Professor Virginia Valian, School Visiting Professorial Fellow (November 2008 to May 2009)
Virginia Valian is Professor of Psychology at Hunter College , New York, USA. Professor Valian has been awared the School Visiting Professorial Fellowship at the School of Advanced Study for six months, from November 2008 until May 2009.
Professor Valian is a distinguished and creative cognitive scientist whose work in language acquisition addresses the origins of children's early knowledge of syntax. The work is genuinely interdisciplinary, drawing on linguistics, cognitive psychology, philosophy, cognitive development, psycholinguistics, first and second language acquisition.
Professor Valian has an international reputation for her groundbreaking work on the acquisition of language and for her work on the advancement of women in academic and related professions. Her book on women's employment, Why So Slow , is a monumental work which had a dramatic impact on academic from the day it appeared and showed how findings from academic research in the social sciences could be applied to change the world. It led to media attention, nationally and internationally, delivering talks and lecture and eventually to the establishment of a series of practical workshops.
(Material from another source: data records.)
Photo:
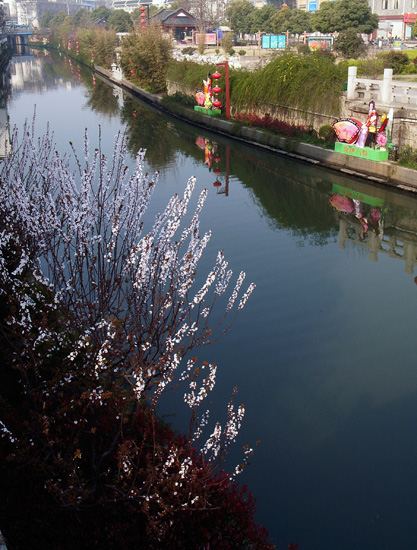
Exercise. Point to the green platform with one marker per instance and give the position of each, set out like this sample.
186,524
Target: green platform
210,112
361,152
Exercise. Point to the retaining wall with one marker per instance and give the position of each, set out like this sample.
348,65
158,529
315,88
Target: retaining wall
385,173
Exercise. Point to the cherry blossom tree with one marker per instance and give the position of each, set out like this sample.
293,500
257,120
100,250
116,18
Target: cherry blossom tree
99,318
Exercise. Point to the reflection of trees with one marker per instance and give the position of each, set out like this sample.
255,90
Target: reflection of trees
102,99
290,194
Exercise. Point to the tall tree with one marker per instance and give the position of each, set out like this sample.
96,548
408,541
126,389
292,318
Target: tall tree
300,21
82,18
262,19
120,21
101,13
342,15
280,20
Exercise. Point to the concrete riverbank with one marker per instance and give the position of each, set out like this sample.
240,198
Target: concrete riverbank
382,173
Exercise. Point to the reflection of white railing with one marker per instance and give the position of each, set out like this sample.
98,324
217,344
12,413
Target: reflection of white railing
394,246
385,92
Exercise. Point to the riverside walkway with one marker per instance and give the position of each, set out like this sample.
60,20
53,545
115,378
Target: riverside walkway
385,173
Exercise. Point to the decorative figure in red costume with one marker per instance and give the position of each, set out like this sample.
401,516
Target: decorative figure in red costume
371,122
207,92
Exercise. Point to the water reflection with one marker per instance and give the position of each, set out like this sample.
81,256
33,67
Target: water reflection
212,160
324,354
376,226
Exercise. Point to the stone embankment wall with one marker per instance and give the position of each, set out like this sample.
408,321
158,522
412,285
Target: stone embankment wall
387,93
290,115
385,173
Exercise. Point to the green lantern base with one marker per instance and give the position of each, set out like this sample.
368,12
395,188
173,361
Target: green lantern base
210,112
362,152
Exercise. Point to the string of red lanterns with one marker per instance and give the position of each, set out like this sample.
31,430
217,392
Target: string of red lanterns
216,90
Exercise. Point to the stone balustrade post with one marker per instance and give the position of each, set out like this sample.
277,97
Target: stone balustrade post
116,72
386,90
351,91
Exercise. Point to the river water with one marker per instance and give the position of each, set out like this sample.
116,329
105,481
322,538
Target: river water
324,354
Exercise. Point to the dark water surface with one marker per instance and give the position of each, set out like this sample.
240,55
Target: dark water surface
324,354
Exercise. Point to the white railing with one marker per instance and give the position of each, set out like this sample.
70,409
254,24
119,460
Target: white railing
385,92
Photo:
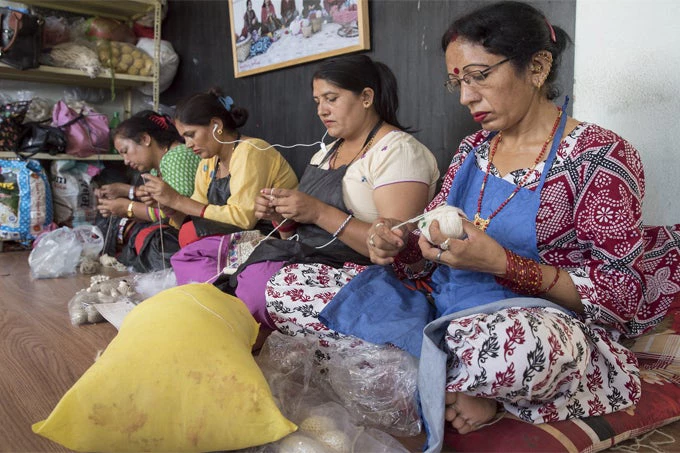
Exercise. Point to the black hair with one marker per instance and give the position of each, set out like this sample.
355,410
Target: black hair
356,72
512,29
159,127
200,108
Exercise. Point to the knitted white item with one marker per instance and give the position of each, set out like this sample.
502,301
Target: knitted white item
450,221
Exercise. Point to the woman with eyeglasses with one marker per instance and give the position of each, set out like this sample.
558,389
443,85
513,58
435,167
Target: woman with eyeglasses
554,265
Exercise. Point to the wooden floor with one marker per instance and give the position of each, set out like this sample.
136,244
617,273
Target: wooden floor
42,355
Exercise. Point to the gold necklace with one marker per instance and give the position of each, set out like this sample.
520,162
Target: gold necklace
367,145
482,223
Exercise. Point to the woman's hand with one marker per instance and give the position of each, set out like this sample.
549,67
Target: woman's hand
116,206
383,242
477,252
159,191
295,205
114,190
143,195
264,208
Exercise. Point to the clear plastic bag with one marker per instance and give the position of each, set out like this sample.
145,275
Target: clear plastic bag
82,308
358,396
56,254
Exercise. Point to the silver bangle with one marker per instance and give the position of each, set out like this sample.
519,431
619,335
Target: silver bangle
342,226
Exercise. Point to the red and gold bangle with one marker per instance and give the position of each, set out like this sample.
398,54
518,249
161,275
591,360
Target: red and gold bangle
287,225
411,253
523,275
554,282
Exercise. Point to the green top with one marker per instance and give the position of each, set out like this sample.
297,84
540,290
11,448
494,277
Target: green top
178,168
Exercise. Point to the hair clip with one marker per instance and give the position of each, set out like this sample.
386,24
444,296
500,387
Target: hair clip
553,38
226,101
160,121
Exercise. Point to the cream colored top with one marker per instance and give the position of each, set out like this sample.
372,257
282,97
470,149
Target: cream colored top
397,157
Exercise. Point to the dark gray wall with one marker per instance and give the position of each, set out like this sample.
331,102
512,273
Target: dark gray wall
405,34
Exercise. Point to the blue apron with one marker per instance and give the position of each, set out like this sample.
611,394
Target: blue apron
459,293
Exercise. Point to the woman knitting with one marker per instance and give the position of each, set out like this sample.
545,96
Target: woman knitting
554,265
148,142
233,169
374,168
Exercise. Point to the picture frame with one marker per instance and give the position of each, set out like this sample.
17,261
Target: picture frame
274,34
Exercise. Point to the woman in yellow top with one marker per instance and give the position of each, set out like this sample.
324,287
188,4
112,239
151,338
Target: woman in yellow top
233,170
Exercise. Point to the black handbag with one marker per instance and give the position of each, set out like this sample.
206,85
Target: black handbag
40,137
20,39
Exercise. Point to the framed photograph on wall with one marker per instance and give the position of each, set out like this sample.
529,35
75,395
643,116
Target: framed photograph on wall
274,34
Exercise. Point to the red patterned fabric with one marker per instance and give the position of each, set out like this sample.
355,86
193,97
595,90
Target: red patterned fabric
590,223
659,358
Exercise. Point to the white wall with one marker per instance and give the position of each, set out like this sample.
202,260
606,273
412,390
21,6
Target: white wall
627,79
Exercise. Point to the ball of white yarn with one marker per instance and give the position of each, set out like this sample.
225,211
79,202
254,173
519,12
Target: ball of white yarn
449,218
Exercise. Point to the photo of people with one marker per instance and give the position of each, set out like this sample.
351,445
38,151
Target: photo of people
271,34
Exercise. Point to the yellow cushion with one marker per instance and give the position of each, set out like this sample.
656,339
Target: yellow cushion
179,376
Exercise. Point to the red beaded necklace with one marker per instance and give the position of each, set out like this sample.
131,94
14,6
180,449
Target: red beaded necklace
482,223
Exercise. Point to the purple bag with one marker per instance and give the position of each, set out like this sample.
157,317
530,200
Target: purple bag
87,132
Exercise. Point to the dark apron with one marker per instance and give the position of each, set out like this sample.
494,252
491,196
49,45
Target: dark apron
325,185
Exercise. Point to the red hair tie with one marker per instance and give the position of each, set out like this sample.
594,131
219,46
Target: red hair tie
160,121
553,38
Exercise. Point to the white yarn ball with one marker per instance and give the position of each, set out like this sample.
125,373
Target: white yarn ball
317,424
336,440
298,443
449,218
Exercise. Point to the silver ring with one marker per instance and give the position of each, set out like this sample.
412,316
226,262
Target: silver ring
445,245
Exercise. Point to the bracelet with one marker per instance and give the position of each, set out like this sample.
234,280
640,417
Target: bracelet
554,282
342,225
523,275
288,225
411,253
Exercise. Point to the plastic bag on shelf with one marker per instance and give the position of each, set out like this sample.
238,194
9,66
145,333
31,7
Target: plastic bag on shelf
74,56
376,384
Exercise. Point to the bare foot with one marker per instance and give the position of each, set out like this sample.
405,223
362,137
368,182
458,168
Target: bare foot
467,413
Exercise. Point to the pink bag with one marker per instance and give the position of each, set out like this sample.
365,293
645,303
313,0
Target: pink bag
87,132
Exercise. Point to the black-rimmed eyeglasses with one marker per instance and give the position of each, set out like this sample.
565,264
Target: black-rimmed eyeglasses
472,78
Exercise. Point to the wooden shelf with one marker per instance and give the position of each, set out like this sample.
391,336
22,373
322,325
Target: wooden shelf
46,156
116,9
52,74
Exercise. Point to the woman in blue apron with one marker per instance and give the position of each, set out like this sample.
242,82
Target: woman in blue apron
555,265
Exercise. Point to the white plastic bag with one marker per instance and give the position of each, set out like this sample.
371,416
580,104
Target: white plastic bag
56,254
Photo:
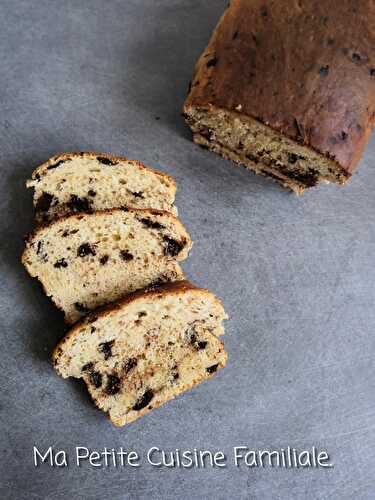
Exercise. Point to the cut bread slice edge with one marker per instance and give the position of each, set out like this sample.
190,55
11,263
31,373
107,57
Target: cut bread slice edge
159,342
259,148
76,255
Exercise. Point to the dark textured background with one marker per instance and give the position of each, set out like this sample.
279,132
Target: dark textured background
296,274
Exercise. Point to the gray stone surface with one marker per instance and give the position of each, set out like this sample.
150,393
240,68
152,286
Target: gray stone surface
296,274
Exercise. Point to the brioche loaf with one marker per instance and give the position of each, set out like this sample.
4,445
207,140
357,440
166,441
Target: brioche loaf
87,260
287,89
145,350
82,182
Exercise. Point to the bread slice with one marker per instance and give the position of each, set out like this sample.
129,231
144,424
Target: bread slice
145,350
87,260
285,89
82,182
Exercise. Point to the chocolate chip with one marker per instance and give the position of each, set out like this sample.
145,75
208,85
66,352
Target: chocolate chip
44,202
96,379
106,348
126,256
60,263
172,247
212,62
130,364
252,158
152,224
113,385
202,344
55,165
144,400
106,161
76,204
212,368
87,367
104,260
80,307
86,249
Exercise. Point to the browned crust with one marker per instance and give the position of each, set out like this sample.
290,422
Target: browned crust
187,387
269,57
172,288
147,211
151,211
42,169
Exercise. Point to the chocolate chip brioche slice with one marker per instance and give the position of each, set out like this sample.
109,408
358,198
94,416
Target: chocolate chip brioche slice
145,350
87,260
287,89
83,182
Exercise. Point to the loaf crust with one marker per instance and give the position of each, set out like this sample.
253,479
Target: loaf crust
305,69
170,326
87,260
82,181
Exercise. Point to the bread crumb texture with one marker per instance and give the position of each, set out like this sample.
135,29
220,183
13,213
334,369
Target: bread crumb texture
145,350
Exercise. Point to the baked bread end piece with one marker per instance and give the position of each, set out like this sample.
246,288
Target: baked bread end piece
256,146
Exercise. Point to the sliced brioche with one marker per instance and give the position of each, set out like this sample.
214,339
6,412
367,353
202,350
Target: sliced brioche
145,350
87,260
82,182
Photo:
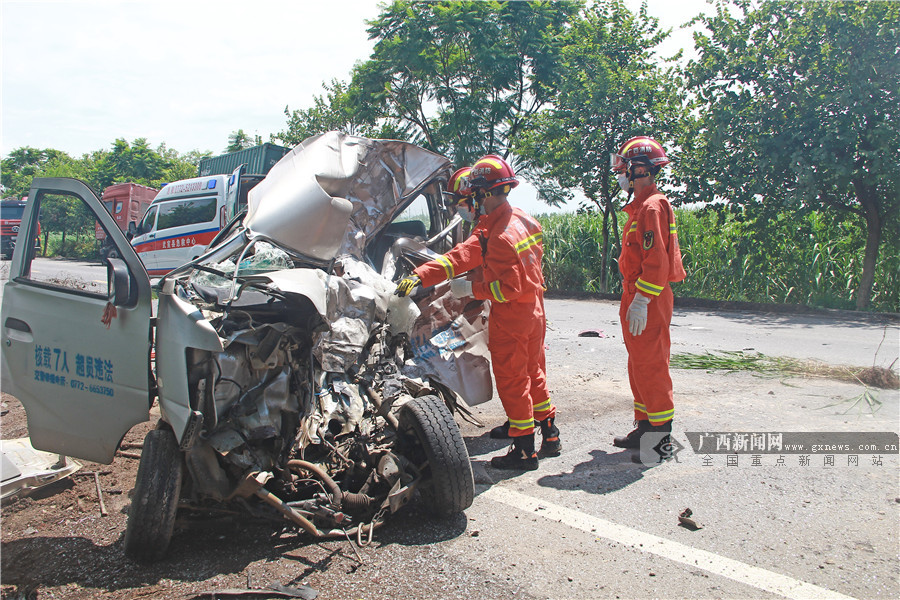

Professor Valian's publication list
Her work which during her tenure will focus on the writing of a monograph on nativism and the acquisition of syntax, consists of cross-linguistic studies of syntactic structure, focusing in particular functional and lexical categories and comparing crucial cases where these differ across languages. Professor Valian argues that the results shed light on what is innate in language acquisition, and what can be innate and how innateness can be identified.